Please, Don’t Roll Your Own Metaethics
One day, when I was an intern at the cryptography research department of a large software company, my boss handed me an assignment to break a pseudorandom number generator passed to us for review. Someone in another department invented it and planned to use it in their product, and wanted us to take a look first. This person must have had a lot of political clout or was especially confident in himself, because he rejected the standard advice that anything an amateur comes up with is very likely to be insecure and he should instead use one of the established, off the shelf cryptographic algorithms, that have survived extensive cryptanalysis (code breaking) attempts.
My boss thought he had to demonstrate the insecurity of the PRNG by coming up with a practical attack (i.e., a way to predict its future output based only on its past output, without knowing the secret key/seed). There were three permanent full time professional cryptographers working in the research department, but none of them specialized in cryptanalysis of symmetric cryptography (which covers such PRNGs) so it might have taken them some time to figure out an attack.
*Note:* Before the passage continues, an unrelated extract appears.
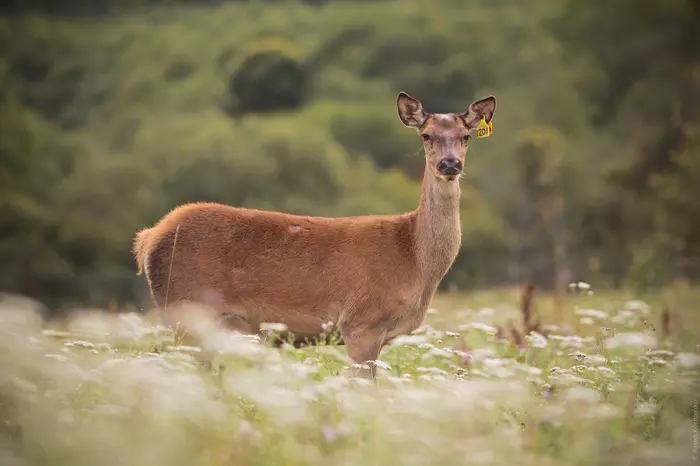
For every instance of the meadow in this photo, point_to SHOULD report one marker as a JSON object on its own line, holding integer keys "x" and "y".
{"x": 606, "y": 378}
My time was obviously less valuable and my boss probably thought I could benefit from the experience, so I got the assignment.
Up to that point I had no interest, knowledge, or experience with symmetric cryptanalysis either, but was still able to quickly demonstrate a clean attack on the proposed PRNG, which succeeded in convincing the proposer to give up and use an established algorithm. Experiences like this are so common, that everyone in cryptography quickly learns how easy it is to be overconfident about one’s own ideas, and many viscerally know the feeling of one’s brain betraying them with unjustified confidence. As a result, “don’t roll your own crypto” is deeply ingrained in the culture and in people’s minds.
If only it was so easy to establish something like this in “applied philosophy” fields, e.g., AI alignment! Alas, unlike in cryptography, it’s rarely possible to come up with “clean attacks” that clearly show that a philosophical idea is wrong or broken. The most that can usually be hoped for is to demonstrate some kind of implication that is counterintuitive or contradicts other popular ideas. But due to “one man’s modus ponens is another man’s modus tollens”, if someone is sufficiently willing to bite bullets, then it’s impossible to directly convince them that they’re wrong (or should be less confident) this way. This is made even harder because, unlike in cryptography, there are no universally accepted “standard libraries” of philosophy to fall back on. (My actual experiences attempting this, and almost always failing, are another reason why I’m so pessimistic about AI x-safety, even compared to most other x-risk concerned people.)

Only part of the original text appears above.